N. isimli liseli gencin okula götürdüğü cep telefonunu alıp, bildirilerini inceleyen ve erkek arkadaşının olduğunu fark etmesi üzerine aileyi arayarak genç kız üzerinde baskı kuran öğretmen C.M., genç kızın intiharına neden olmuştu.Başsavcılığın kovuşturmaya gerek yok diyerek kapattığı evrakta 5 yıl sonra Anayasa Mahkemesi öğretmenlerin yargılanmasına karar verdi.
Öğretmen telefonu kurcaladı, bildirileri sınıfın ortasında okudu
Sözcü'nün haberine nazaran babası personel, annesi mesken hanımı olan 15 yaşındaki N., Osmaniye'de yaşıyordu. 28 Aralık 2016'da babası iş için kent dışına gitmişti. Annesi ise epilepsi hastası kardeşini hastaneye götürecekti.
Ortalarında bağlantı kurabilmek için annesi telefonunu N.'ye verdi. N. okula telefonla gitti. Tedirgindi. Zira okuduğu İmam Hatip Lisesi’nde telefon kullanmak yasaktı. Öğretmenleri kontrol yapacağını öğrenince telefonu öteki sınıftaki arkadaşı G.K.'ya verdi.
Sonra geri almak istediği sırada öğretmeni H.C.K. durumu farketti. N. telefonunu alamadan çabucak sınıfına döndü. Öğretmen işin peşini bırakmadı. Başka sınıfa girdi. Telefonu G.K.'dan aldı. Tüm sınıfın önünde birkaç dakika telefonu kurcaladı. Kimi bildirileri sınıfın huzurunda okudu. Telefonla birlikte sınıftan çıktı.

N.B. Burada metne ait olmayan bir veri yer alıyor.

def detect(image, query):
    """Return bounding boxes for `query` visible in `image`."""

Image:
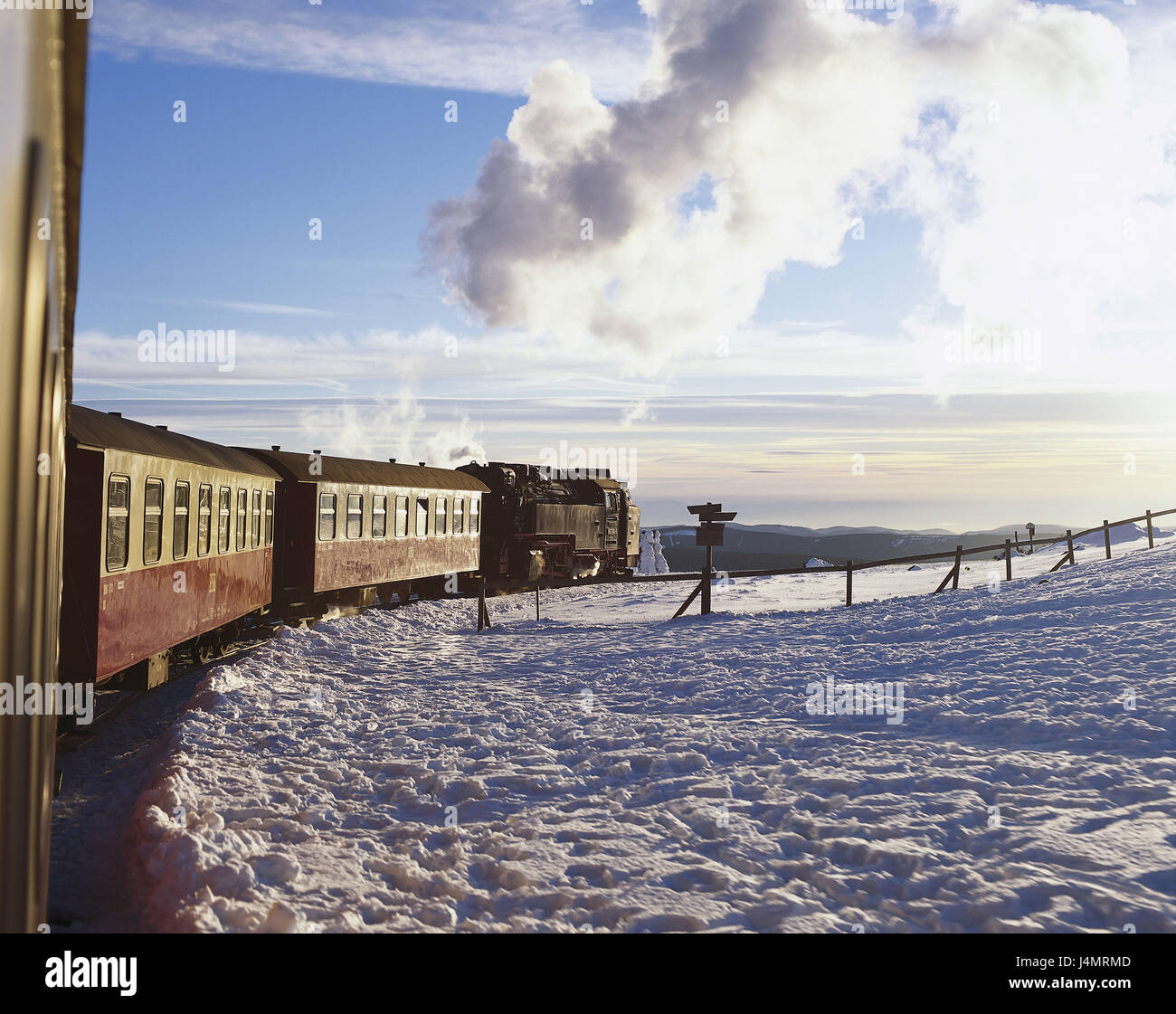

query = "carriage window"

[347,493,364,539]
[172,482,192,560]
[236,487,250,549]
[216,486,232,553]
[318,493,336,543]
[250,489,261,548]
[416,497,430,535]
[372,497,388,539]
[144,479,164,564]
[396,497,408,539]
[196,482,213,556]
[106,475,130,571]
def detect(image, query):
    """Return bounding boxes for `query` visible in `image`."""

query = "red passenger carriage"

[62,404,278,687]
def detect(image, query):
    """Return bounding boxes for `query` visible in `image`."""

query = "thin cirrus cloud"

[426,0,1176,374]
[93,0,648,98]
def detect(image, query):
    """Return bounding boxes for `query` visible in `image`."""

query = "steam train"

[62,404,640,688]
[458,461,641,581]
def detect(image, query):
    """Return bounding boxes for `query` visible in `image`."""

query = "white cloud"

[93,0,648,97]
[428,0,1176,369]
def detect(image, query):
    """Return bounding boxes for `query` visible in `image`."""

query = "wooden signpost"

[674,502,737,619]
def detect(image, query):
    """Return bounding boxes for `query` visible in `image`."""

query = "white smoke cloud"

[424,416,488,469]
[426,0,1176,365]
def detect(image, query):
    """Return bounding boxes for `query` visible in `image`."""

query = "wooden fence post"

[478,578,490,630]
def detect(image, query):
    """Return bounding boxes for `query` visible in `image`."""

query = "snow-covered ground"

[54,533,1176,933]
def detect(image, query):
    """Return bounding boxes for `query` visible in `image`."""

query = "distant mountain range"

[658,524,1066,571]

Telefonu kurcalamaya devam eden öğretmen, N.'nin erkek arkadaşı olduğunu fark etti, başka öğretmenlere 'Bunların evlenmesi gerek, düğün ne vakit?' diye alay etti...
Müdür yardımcısının odasına gitti… Telefonu kurcalamaya, gelen iletileri okumaya devam etti. Bildiriler C.M. isimli birinden geliyordu. Çok geçmeden onun da tıpkı okul öğrencilerinden olduğunu anladı. Müdür yardımcısına ve odadaki birkaç öğretmene “Bunların evlenmesi gerek, düğün ne vakit?” diye alay etti.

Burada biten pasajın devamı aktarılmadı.